Deported from U.S. in a coma, returned to U.S. to be saved at California hospital
Posted Nov 10 2008 4:16pm
Hospitals only receive partial compensation for illegal immigrants, and it ends when the patient is stabilized. This is an interesting story, not so much from the illegal immigrant side, but the advice of the hospital in Arizona is what is scary, as that could happen to anyone, and perhaps someone without insurance too.
The hospital said there was no relief in site and to pull the plugs, St. Joseph hospital, part of the Catholic West Healthcare system. He went back to Mexico, then over to California and now is alive and well, but again, the decision process here with the hospital is the disturbing side of this story in my opinion as other states face the same decision making processes as well. Does it become apparent to pull the plug on a life if there is no money to cover the charity cases? There will more than likely be more to come on this story. BD
GILA BEND, Arizona: Soon after Antonio Torres, a husky 19-year-old farmworker, suffered catastrophic injuries in a car accident last June, a Phoenix hospital began making plans for his repatriation to Mexico. Torres was comatose and connected to a ventilator. He was also a legal immigrant whose family lives and works in the purple alfalfa fields of this southwestern town. But he was uninsured. So the hospital disregarded the strenuous objections of his grief-stricken parents and sent Torres on a four-hour journey over the California border into Mexicali.
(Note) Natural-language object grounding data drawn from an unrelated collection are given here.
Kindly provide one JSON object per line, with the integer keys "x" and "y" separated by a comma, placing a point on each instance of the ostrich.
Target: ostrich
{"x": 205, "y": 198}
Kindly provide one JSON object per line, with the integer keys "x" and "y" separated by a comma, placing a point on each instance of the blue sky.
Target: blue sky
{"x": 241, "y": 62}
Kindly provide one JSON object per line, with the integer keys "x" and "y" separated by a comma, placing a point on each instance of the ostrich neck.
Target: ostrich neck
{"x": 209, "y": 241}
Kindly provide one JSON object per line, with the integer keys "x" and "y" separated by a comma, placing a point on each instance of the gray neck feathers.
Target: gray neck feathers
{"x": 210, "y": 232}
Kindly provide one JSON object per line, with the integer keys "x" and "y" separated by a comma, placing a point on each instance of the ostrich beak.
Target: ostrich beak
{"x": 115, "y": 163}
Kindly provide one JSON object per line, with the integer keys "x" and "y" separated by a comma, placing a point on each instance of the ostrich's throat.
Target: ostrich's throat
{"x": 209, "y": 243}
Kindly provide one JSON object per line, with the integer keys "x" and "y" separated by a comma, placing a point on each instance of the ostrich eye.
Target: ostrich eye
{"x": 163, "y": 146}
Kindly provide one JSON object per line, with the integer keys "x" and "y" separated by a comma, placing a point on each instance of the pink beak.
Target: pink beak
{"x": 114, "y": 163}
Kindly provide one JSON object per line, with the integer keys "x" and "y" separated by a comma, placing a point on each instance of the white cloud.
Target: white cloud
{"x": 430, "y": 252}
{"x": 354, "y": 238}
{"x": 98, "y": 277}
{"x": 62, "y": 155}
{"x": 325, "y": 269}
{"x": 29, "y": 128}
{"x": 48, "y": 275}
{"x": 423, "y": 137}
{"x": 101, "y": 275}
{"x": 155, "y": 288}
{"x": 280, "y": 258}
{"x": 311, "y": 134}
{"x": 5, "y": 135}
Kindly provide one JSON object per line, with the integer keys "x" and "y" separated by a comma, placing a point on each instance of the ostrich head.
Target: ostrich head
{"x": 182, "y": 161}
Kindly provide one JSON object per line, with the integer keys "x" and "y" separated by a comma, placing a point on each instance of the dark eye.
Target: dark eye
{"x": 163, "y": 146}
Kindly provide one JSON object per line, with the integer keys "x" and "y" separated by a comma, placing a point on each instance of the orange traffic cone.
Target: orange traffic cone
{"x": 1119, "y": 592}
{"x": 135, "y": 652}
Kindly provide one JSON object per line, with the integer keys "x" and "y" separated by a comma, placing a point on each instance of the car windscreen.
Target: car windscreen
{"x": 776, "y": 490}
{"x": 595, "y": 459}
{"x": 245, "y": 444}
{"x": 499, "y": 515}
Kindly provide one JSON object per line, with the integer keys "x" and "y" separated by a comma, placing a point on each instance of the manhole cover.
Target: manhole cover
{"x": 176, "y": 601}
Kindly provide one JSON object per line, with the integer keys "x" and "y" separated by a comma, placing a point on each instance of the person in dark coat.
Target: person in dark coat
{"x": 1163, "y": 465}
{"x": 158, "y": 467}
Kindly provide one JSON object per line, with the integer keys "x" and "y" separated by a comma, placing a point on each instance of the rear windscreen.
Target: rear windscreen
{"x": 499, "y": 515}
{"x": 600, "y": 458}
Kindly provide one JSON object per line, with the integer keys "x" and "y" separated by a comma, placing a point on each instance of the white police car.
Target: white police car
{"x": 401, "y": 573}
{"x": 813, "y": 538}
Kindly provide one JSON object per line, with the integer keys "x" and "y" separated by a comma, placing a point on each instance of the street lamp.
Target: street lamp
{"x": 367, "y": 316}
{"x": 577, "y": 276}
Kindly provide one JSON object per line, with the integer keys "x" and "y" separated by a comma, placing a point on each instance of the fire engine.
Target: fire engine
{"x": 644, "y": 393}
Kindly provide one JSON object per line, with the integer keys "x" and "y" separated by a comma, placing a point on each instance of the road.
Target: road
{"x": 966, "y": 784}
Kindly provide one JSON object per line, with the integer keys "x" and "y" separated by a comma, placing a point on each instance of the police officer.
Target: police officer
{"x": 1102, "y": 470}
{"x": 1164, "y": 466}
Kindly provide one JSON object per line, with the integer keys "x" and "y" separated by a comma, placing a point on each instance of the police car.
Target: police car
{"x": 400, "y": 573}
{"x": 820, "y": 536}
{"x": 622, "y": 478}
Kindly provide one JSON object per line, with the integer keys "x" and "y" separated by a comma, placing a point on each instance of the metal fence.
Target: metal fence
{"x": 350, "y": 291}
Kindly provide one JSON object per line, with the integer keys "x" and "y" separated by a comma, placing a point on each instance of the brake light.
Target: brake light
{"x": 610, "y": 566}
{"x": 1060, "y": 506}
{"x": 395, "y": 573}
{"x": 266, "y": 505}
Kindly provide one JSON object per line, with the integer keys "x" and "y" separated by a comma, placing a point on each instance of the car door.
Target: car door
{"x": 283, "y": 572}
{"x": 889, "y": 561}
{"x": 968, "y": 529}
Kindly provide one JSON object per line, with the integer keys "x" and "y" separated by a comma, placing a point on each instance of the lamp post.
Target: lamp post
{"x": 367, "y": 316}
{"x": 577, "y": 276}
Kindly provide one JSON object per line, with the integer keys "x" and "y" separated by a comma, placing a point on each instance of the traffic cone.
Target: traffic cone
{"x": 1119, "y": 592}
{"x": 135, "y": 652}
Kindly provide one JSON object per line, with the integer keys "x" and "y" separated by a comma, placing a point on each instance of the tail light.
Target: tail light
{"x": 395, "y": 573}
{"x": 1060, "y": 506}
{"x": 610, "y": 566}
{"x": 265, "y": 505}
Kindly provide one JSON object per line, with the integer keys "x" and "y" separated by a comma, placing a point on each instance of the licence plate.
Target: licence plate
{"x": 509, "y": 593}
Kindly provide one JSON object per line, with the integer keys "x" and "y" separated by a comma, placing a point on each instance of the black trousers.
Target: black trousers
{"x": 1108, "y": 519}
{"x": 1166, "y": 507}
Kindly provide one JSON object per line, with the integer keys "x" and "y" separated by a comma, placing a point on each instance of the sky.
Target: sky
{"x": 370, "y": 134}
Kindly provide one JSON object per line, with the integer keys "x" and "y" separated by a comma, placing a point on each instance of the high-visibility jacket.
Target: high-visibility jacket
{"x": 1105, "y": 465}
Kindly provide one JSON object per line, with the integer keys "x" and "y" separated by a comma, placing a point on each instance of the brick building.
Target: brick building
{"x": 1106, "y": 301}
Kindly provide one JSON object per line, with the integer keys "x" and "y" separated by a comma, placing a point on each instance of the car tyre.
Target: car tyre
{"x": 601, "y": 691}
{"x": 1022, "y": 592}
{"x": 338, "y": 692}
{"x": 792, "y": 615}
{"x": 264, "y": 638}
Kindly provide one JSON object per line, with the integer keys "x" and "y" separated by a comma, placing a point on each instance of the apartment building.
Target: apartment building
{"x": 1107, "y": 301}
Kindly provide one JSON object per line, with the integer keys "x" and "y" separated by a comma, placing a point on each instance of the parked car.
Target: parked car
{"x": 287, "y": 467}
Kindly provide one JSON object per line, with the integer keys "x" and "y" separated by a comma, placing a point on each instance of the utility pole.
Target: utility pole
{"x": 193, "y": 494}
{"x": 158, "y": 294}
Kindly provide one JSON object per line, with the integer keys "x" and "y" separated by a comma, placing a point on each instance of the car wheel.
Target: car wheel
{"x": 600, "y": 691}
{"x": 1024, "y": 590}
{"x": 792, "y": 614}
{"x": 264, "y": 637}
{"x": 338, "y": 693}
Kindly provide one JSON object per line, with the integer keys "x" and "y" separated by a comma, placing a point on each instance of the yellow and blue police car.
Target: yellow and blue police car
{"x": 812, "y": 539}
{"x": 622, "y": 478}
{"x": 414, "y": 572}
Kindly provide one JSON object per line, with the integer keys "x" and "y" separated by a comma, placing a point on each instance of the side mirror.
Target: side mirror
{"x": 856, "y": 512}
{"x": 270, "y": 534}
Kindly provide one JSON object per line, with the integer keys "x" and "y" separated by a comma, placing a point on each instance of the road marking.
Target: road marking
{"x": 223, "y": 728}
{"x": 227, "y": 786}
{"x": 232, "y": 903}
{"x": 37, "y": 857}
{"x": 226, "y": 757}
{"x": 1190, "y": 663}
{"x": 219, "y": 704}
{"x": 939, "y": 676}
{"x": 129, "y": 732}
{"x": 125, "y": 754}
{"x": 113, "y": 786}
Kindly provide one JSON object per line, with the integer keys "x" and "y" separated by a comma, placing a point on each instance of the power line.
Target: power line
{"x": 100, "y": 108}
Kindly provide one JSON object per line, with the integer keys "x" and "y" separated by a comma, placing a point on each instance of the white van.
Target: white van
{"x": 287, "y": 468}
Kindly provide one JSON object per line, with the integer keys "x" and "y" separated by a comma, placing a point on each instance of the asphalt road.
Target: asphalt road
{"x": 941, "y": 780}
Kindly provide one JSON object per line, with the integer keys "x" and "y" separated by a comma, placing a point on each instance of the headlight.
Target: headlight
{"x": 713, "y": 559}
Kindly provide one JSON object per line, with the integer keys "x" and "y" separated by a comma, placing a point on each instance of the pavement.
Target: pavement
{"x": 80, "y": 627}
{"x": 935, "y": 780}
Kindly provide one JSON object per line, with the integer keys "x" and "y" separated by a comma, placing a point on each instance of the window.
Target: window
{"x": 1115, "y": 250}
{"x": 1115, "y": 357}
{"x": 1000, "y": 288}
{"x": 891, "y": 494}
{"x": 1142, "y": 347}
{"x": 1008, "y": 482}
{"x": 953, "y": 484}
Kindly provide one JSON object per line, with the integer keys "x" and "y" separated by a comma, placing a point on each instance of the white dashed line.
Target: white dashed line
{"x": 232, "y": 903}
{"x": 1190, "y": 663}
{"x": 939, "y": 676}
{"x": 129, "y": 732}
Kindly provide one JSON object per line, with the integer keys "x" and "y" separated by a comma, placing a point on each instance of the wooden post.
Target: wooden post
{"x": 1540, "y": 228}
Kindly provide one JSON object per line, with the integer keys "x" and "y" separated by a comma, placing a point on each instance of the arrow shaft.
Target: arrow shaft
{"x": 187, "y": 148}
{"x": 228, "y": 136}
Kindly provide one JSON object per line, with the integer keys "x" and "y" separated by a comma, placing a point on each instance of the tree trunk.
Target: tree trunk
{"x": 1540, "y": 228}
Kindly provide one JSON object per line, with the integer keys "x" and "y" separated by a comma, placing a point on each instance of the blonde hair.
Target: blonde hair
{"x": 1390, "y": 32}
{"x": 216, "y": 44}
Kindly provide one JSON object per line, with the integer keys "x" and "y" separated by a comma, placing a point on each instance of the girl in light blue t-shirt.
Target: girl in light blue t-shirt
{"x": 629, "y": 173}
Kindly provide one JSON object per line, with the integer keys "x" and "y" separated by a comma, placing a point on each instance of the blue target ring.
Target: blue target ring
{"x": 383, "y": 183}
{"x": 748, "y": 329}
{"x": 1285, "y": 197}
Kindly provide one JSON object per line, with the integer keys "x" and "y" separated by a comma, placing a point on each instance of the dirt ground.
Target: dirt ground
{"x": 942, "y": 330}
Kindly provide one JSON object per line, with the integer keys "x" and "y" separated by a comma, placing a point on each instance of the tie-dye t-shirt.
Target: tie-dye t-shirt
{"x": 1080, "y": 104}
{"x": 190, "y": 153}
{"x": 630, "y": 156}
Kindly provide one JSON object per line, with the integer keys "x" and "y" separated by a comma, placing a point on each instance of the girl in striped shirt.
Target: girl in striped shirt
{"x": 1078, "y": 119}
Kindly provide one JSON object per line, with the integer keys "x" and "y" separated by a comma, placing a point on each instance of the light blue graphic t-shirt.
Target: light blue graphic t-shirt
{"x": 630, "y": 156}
They found a hospital in California willing to treat him, loaded him into a donated ambulance and drove him back into the United States as a potentially deadly infection raged through his system.
The two U.S. hospitals treating Antonio Torres approached his case from distinctly different perspectives. St. Joseph's in Phoenix, with a focus on keeping down the rising cost of uncompensated care, repatriates about eight uninsured patients a month.
By contrast, El Centro Regional Medical Center in California said that it never sent an immigrant over the border. "We don't export patients," said David Green, its chief executive. "I can understand the frustrations of other hospitals, but the flip side is the human being element."
The Torreses have filed a detailed complaint against St. Joseph's with the Arizona health department, and the matter is under investigation.
Now Torres walks with a cane and speaks slurred but comprehensible Spanish. He is itching to climb back onto a combine and cut alfalfa alongside his father. For the moment, though, he is commuting with his mother from Arizona to California for therapy.
"Imagine if I had said, 'O.K., disconnect him,' " Jesús Torres said.